Debora LMP200
- Constructor: Debora
- Predecessor: Debora LMP299 and Debora LMP2000

Technical specifications
- Engine: BMW 3,000–3,200 cc (183.1–195.3 cu in) naturally-aspirated I6 Mader-BMW 3,393 cc (207.1 cu in) naturally-aspirated I6 mid-engined
- Tyres: Avon

Competition history
- Notable entrants: Didier Bonnet Racing Debora Automotive
- Debut: 2001 1000km of Estoril
| Races | Wins |
| 7 (10 entries) | 2 (LMP675 class) |
- Teams' Championships: 1: (2001 ELMS, LMP675 category)

= Debora LMP200 =

The Debora LMP200 was a Le Mans Prototype, built by Debora in 2001 for use in the European Le Mans Series. Initially fitted with a 3.2-litre BMW straight-six engine, it was refitted with a 3-litre BMW straight-six in 2002, and then a 3.4-litre Mader-BMW straight-six in 2003. One car is known to have been built. The LMP200 was used by Didier Bonnet Racing when they won the European Le Mans Series in 2001.

==Racing history==
===2001===
The Debora LMP200 was first entered in the 24 Hours of Le Mans in 2001 by Didier Bonnet Racing, but the team's entry was not accepted.
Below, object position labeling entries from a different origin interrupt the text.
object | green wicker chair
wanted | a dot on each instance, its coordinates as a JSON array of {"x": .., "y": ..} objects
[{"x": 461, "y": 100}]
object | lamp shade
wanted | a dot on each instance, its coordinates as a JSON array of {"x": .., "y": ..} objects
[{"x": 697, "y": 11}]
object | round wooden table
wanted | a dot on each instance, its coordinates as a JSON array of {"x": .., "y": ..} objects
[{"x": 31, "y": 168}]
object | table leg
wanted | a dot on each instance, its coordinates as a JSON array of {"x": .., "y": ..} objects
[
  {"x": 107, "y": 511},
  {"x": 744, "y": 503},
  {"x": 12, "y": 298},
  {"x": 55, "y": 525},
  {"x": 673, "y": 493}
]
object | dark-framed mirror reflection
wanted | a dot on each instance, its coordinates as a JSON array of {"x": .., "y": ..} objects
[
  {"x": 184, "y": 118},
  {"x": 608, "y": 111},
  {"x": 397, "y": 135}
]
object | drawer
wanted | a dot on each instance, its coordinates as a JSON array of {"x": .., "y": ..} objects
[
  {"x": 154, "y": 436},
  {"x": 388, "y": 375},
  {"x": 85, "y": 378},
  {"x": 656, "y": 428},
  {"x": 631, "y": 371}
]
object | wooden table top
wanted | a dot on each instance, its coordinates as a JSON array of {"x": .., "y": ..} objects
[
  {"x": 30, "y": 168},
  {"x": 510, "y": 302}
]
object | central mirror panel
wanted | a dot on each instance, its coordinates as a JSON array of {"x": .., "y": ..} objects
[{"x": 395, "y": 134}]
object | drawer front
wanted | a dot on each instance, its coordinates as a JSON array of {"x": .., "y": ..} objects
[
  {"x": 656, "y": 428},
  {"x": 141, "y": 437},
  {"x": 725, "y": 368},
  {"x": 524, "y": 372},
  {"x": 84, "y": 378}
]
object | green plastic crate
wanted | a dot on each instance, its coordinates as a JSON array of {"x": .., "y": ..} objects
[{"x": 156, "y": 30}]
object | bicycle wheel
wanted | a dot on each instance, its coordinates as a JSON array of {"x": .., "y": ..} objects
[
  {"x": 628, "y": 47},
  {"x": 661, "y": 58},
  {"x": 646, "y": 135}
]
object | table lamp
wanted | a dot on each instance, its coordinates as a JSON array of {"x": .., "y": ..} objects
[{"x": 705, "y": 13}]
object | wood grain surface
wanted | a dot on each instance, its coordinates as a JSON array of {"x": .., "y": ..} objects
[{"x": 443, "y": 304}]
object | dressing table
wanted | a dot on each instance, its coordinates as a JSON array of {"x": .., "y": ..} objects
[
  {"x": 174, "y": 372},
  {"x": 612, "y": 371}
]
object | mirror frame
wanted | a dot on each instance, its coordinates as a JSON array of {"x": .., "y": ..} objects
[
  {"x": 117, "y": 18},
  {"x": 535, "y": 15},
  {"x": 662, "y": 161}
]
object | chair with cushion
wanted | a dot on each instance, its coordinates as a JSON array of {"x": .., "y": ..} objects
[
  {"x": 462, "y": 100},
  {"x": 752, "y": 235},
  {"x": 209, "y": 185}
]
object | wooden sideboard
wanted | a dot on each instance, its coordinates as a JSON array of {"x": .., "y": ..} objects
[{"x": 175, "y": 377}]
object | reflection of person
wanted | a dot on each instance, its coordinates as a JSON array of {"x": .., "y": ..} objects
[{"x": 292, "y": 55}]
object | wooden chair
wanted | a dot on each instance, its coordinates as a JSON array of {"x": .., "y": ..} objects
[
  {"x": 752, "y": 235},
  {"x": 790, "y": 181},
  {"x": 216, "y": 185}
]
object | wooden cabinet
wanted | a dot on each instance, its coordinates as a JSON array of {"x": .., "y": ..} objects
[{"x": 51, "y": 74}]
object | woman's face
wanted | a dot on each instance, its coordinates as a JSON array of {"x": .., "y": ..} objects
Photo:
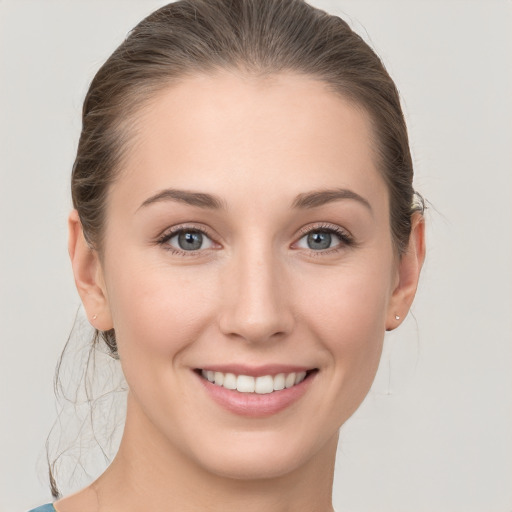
[{"x": 248, "y": 236}]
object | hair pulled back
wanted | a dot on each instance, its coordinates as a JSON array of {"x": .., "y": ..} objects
[{"x": 260, "y": 37}]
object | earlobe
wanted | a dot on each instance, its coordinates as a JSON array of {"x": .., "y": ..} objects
[
  {"x": 88, "y": 275},
  {"x": 409, "y": 269}
]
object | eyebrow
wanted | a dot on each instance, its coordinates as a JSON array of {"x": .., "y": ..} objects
[
  {"x": 199, "y": 199},
  {"x": 209, "y": 201},
  {"x": 321, "y": 197}
]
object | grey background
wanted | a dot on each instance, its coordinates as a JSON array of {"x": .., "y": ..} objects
[{"x": 434, "y": 433}]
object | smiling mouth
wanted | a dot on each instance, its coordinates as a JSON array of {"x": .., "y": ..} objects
[{"x": 265, "y": 384}]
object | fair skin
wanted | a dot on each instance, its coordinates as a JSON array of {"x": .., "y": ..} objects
[{"x": 269, "y": 281}]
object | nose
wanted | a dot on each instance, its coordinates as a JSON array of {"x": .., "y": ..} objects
[{"x": 256, "y": 301}]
Instead, the team debuted the car at the Estoril 1000 Kilometres, which formed part of the European Le Mans Series; the car was fitted with a 3.2-litre BMW straight-six engine, and David Dussau, Guillaume Gomez and Xavier Bich were selected to drive. However, after one-and-three-quarter hours, and 57 laps, the car lost a wheel and was forced to retire. At 2 Hours 45 Minutes Most, the car (driven by Dussau and Gomez) was classified in 13th overall, and second in the LMP675 class; but had retired after an hour and fifty minutes, and 48 laps, due to overheating caused by a water leak. The LMP200's final appearance in 2001 came at the 2 Hours 45 Minutes Vallelunga, where it finished for the first time; the car, driven by Bich and François Jakubowski, finished twelfth overall, and won the LMP675 class. Didier Bonnet Racing won the LMP675 category of the European Le Mans Series, with 77 points; 5 more than nearest rival Dick Barbour Racing.

===2002===
In 2002, Didier Bonnet Racing once again attempted to enter the LMP200 in the 24 Hours of Le Mans; however, their entry was again rejected. The car was next entered by Debora Automobiles in the Magny-Cours round of the FIA Sportscar Championship; however, the LMP200, driven by Gilles Duqueine, Jean-François Yvon and Michel Maisonneuve and refitted with a 3-litre BMW straight-six engine for the SR2 category, retired due to electrical failure after one hour, having completed 47 laps. The factory entered the car in the following round, held at Dijon-Prenois; Duqueine, Dominique Lacaud and Didier Miquée finished eighth overall, and fifth in class. The car made its final appearance in 2002 at the Spa-Francorchamps round of the FIA Sportscar Championship, with Debora entering Bich and Roland Bossy; the team were running ninth overall, and fourth in class, when the race was halted around the two-hour mark due to heavy rain. Debora were classified fourth in the SR2 Manufacturer's Championship with 24 points, 24 behind Lola, and 14 ahead of Rapier 6.

===2003===
In 2003, Didier Bonnet Racing tried for a third time to enter the LMP200 at the 24 Hours of Le Mans; once again, their entry was declined. Instead, the car made its first appearance of 2003 in the 1000 km of Le Mans; Didier Bonnet Racing entered Bossy and Renaud Derlot in the event, with a 3.4-litre Mader-BMW straight-six being fitted for the event. However, exhaust problems forced the team to retire after five-and-a-quarter hours, having completed 141 laps. This proved to be the car's last ever race, as it was not entered again.